11th February 2022 – John 3:22-16

"22 After this Jesus and his disciples went into the Judean countryside, and he remained there with them and was baptizing. 23 John also was baptizing at Aenon near Salim, because water was plentiful there, and people were coming and being baptized 24 (for John had not yet been put in prison).

25 Now a discussion arose between some of John's disciples and a Jew over purification. 26 And they came to John and said to him, “Rabbi, he who was with you across the Jordan, to whom you bore witness—look, he is baptizing, and all are going to him.”

John 3:22-26

From this point until the end of the chapter, we have John the Baptist's final testimony to Jesus, and we must look at it with care. Jesus now moves away from Jerusalem into Judaea, into the country districts and rural areas around the capital. We are given a significant note on the chronology of our Lord's ministry in 24. It will be recalled that the other three gospel writers all alike date Jesus' Galilean ministry from the time John was cast into prison, and it is clear from this that the Jerusalem and Judaean ministry recorded by John here ante-dates by probably as much as a year what is given us by the synoptic writers.

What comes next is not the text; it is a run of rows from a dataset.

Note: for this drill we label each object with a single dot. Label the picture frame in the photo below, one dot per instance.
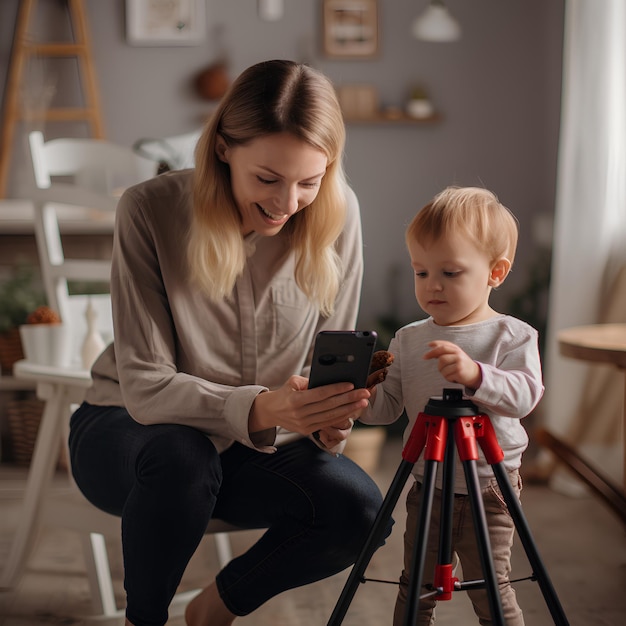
(350, 28)
(165, 22)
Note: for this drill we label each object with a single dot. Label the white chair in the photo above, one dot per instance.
(176, 152)
(63, 388)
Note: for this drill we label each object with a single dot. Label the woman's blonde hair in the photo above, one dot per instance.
(267, 98)
(470, 211)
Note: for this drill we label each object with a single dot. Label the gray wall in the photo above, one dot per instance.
(498, 89)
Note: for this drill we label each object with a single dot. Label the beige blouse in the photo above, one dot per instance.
(180, 358)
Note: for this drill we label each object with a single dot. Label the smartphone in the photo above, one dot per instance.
(341, 356)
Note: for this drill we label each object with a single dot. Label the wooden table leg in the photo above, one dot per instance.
(42, 467)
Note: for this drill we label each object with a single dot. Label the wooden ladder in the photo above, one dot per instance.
(23, 49)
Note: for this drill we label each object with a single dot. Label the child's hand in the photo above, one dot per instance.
(454, 364)
(381, 361)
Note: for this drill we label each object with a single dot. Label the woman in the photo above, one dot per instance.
(221, 279)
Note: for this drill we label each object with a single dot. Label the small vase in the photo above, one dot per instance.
(93, 343)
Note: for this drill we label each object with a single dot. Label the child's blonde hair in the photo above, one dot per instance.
(472, 212)
(271, 97)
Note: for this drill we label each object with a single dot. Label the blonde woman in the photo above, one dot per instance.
(222, 277)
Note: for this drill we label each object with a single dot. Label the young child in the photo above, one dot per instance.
(462, 246)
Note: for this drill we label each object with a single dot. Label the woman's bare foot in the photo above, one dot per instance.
(207, 609)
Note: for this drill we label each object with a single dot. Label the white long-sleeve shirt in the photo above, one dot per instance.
(180, 358)
(505, 348)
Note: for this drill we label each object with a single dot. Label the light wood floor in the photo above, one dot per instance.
(581, 543)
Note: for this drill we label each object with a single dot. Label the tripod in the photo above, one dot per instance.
(430, 432)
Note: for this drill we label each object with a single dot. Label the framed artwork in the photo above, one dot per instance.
(165, 22)
(350, 28)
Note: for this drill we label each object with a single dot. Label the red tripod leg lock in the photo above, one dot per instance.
(445, 581)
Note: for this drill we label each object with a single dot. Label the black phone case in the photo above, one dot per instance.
(342, 356)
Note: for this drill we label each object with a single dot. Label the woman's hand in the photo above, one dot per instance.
(301, 410)
(454, 364)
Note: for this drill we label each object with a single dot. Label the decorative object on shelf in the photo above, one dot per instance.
(165, 22)
(419, 105)
(350, 28)
(212, 82)
(436, 24)
(358, 101)
(19, 295)
(93, 344)
(45, 340)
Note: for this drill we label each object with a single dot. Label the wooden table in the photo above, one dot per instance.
(596, 343)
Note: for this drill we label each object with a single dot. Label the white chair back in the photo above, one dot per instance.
(93, 173)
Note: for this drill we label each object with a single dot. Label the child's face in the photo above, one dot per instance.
(453, 280)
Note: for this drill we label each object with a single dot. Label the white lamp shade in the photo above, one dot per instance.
(436, 24)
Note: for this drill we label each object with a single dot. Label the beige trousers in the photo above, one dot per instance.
(501, 531)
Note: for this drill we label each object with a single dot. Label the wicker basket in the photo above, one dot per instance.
(24, 419)
(10, 350)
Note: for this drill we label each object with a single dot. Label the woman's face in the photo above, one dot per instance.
(273, 177)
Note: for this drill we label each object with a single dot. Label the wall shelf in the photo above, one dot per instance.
(389, 120)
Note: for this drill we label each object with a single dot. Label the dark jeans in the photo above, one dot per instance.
(166, 481)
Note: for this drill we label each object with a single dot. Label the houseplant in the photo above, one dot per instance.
(20, 294)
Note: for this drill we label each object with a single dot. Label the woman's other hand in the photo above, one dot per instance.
(301, 410)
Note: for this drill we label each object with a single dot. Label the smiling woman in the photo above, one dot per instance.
(273, 177)
(213, 349)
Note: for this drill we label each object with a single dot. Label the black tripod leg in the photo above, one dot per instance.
(484, 544)
(421, 542)
(371, 544)
(523, 530)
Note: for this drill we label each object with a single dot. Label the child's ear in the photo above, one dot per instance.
(499, 271)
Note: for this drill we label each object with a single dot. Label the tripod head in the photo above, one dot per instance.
(451, 404)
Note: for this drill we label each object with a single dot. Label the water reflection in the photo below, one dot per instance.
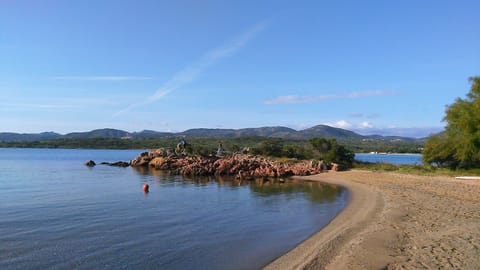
(313, 191)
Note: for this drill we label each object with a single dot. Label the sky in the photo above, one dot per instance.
(374, 67)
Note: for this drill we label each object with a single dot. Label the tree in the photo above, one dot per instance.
(459, 145)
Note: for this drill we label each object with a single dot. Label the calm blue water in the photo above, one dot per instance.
(396, 159)
(56, 213)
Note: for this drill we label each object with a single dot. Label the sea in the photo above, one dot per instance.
(396, 159)
(57, 213)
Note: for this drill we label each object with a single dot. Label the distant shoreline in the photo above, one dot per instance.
(396, 221)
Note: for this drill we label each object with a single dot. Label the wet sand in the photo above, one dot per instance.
(395, 221)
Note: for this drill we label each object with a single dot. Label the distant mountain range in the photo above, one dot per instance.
(273, 132)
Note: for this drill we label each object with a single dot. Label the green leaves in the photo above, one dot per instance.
(459, 145)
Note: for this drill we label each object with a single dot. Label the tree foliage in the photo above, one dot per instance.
(459, 145)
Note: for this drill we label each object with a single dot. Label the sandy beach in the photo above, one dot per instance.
(395, 221)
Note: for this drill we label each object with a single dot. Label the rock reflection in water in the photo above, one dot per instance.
(313, 191)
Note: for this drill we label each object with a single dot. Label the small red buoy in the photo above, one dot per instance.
(145, 188)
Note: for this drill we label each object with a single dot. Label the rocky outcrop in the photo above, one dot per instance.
(238, 165)
(116, 164)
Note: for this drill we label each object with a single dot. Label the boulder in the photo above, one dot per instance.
(90, 163)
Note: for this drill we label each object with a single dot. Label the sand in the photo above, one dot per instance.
(395, 221)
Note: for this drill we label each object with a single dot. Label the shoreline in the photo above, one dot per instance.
(395, 221)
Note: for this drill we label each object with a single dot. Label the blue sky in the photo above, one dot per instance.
(384, 67)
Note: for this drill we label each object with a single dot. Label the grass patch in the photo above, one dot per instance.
(414, 169)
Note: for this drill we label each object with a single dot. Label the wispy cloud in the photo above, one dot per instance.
(194, 70)
(101, 78)
(297, 99)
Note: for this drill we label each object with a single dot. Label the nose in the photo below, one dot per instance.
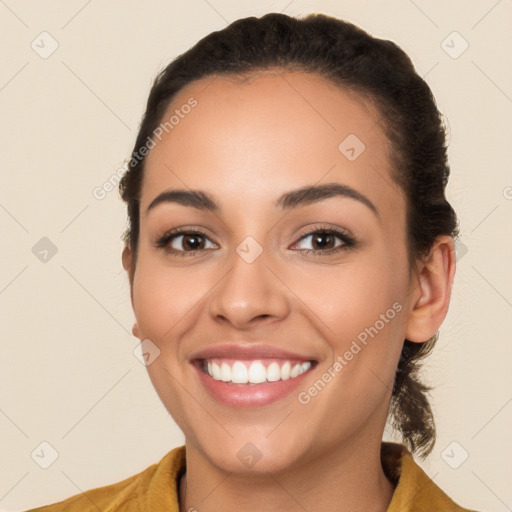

It is not certain what was the nature of the argument that arose between John's disciples and the Jews in 25. Perhaps the Jews were taunting the disciples about the fact that their leader seemed to be losing his disciples to Jesus, and suggesting this was a proof that John's baptism was not really a purifying power, or comparing John's baptism unfavourably with Jesus'. What does seem clear is that the argument had to do with baptism, and this prompts the observation that times do not change very greatly in some respects. How people love to argue about baptism: They go on and on and on, as if the whole of the gospel was comprised in the rite. Some Christians have water on the brain, and their preoccupation with it would be comic were it not for the fact that such obsessional preoccupation generally beguiles them from the simplicity that is in Christ and takes the edge off their testimony and their usefulness in Christ's service. Their allegiance has been transferred from Him to 'another gospel' which is no gospel.